Cordova works out details of 18-month jail sentence |

Cordova works out details of 18-month jail sentence

Anthony Cordova was back in Grand County District Court Monday afternoon, Nov. 28, working out details pertaining to his work release program while he completes an 18-month jail sentence.

Earlier this year in April Cordova pleaded guilty to one charge of third-degree assault, defined under Colorado statutes as knowingly or recklessly causing bodily injury to another person. As part of his plea agreement two additional charges, one count of second-degree assault and one count of a crime of violence, were dismissed.

Cordova has been working his way through the Grand County court system since he was taken into custody on Feb. 12, 2016 by the Middle Park Emergency Response Team (MPERT), which functions in a role more commonly associated with the term SWAT Team. The charge to which Cordova pleaded guilty stemmed from an incident that happened on May 29, 2015.

This paper did not report on the initial incident in May 2015 for which Cordova was charged, which local law enforcement officials refereed to as a “stabbing incident”. Instead Cordova’s legal troubles gained prominence in Grand County in Feb. 2016 because of the manner in which he was taken into custody.

On Feb. 11, 2016 a deputy from the Grand County Sheriff’s Office attempted to arrest Cordova on a warrant related to his May 2015 assault charges. At that time Cordova fled from authorities. The next day, on Fri. Feb. 12, an officer from the Kremmling Police Department spotted Cordova as he entered a trailer house in the town of Kremmling.

Local authorities converged on the trailer house and quickly closed off the area. Cordova had a prior history with law enforcement, prompting concerns. Additionally initial reports indicated Cordova might have had access to a firearm inside the trailer house. Those factors taken together were considered cause for caution and the MPERT was called to the scene.

The potentially dangerous scenario ended quickly and peacefully though shortly after it began with Cordova surrendering to authorities without additional incident. After closing off the area surrounding the trailer house the MPERT moved in to apprehend Cordova. Cordova was hiding in a series of cabinets inside the trailer house but came out of his hiding spot when authorities called out to him.

When Cordova entered his guilty plea in April he pleaded guilty only to charges related to the May 2015 assault incident.
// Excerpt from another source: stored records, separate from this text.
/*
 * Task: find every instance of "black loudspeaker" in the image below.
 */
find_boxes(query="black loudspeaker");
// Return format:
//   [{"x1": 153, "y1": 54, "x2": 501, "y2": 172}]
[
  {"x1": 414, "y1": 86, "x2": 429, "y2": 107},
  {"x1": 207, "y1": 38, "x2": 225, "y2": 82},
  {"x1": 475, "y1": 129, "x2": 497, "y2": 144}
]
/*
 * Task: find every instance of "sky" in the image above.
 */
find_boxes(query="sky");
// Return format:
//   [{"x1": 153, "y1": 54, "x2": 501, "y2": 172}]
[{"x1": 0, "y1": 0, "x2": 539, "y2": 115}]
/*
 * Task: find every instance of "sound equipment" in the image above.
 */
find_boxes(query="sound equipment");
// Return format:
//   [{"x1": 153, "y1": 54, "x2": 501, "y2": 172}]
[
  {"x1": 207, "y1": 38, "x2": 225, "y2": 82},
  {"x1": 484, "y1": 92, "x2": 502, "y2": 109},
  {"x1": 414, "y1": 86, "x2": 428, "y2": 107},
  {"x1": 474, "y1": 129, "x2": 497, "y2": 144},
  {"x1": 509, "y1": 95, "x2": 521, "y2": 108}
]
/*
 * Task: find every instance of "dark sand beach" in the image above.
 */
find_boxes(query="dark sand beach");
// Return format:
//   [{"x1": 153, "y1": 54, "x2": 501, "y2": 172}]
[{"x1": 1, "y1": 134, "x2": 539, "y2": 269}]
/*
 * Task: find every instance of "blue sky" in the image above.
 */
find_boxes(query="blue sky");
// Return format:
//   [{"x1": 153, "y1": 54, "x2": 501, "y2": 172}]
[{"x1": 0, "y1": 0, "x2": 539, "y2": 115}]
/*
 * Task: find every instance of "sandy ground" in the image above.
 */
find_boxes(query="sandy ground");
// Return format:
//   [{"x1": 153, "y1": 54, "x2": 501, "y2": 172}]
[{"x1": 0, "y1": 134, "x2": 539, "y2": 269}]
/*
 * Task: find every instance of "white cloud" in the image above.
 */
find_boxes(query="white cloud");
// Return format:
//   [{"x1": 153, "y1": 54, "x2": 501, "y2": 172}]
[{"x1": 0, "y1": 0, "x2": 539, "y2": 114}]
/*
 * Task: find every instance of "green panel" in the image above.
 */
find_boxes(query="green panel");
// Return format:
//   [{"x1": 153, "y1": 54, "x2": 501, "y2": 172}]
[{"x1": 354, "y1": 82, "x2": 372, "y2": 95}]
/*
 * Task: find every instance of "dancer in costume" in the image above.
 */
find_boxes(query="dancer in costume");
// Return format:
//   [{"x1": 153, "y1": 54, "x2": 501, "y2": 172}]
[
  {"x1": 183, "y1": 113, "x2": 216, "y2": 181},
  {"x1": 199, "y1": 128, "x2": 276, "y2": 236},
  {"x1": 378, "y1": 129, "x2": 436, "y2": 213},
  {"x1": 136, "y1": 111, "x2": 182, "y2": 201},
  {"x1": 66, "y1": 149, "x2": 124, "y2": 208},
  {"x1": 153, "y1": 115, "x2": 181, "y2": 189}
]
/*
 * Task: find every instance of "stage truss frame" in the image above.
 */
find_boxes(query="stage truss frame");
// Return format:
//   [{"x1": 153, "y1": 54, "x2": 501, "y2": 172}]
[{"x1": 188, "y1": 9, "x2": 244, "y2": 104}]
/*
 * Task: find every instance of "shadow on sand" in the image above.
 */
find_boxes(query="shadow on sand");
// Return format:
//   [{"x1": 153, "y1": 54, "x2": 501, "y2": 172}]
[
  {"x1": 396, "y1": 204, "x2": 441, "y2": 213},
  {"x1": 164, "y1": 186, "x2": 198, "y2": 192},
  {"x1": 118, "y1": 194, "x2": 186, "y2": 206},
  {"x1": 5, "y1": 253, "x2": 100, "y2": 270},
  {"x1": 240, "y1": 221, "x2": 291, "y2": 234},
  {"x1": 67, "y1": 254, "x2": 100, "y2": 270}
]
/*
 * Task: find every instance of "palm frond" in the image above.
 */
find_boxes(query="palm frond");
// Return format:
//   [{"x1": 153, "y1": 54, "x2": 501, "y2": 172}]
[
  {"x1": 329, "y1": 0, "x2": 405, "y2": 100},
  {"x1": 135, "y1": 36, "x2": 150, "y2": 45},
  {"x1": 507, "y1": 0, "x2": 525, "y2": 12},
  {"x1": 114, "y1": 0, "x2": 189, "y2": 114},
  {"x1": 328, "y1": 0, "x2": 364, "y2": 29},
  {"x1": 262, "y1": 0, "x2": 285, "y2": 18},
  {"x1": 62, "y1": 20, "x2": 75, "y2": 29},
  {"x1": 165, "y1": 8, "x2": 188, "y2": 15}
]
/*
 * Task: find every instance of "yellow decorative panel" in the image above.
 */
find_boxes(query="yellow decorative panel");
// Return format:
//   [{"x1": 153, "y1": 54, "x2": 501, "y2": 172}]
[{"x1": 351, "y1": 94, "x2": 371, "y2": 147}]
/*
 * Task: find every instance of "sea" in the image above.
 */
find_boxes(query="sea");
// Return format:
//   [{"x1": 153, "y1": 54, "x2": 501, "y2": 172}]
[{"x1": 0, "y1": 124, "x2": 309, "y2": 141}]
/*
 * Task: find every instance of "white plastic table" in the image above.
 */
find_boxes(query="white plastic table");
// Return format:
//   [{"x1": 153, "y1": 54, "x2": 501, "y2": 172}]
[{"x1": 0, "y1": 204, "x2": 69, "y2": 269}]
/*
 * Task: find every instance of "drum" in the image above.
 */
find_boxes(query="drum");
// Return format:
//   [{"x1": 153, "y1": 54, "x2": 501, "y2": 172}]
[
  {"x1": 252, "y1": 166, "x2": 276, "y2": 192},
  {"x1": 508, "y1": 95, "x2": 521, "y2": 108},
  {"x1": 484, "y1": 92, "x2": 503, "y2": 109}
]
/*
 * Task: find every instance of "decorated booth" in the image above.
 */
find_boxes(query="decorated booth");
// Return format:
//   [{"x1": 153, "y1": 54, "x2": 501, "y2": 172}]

He was not charged in relation to the Feb. 2016 incident involving the MPERT that preceded his apprehension.

Under the terms of the plea agreement, signed by Cordova on April 19 of this year, Cordova must pay $258.50 in fines and costs. Additionally Cordova was sentenced to an 18-month jail sentence with credit for 63 days already served at the time of his sentencing. While Cordova is serving his 18-month sentence relating to the May 2015 assault charge he is also concurrently serving time for a series of charges stemming from an unrelated 2013 case.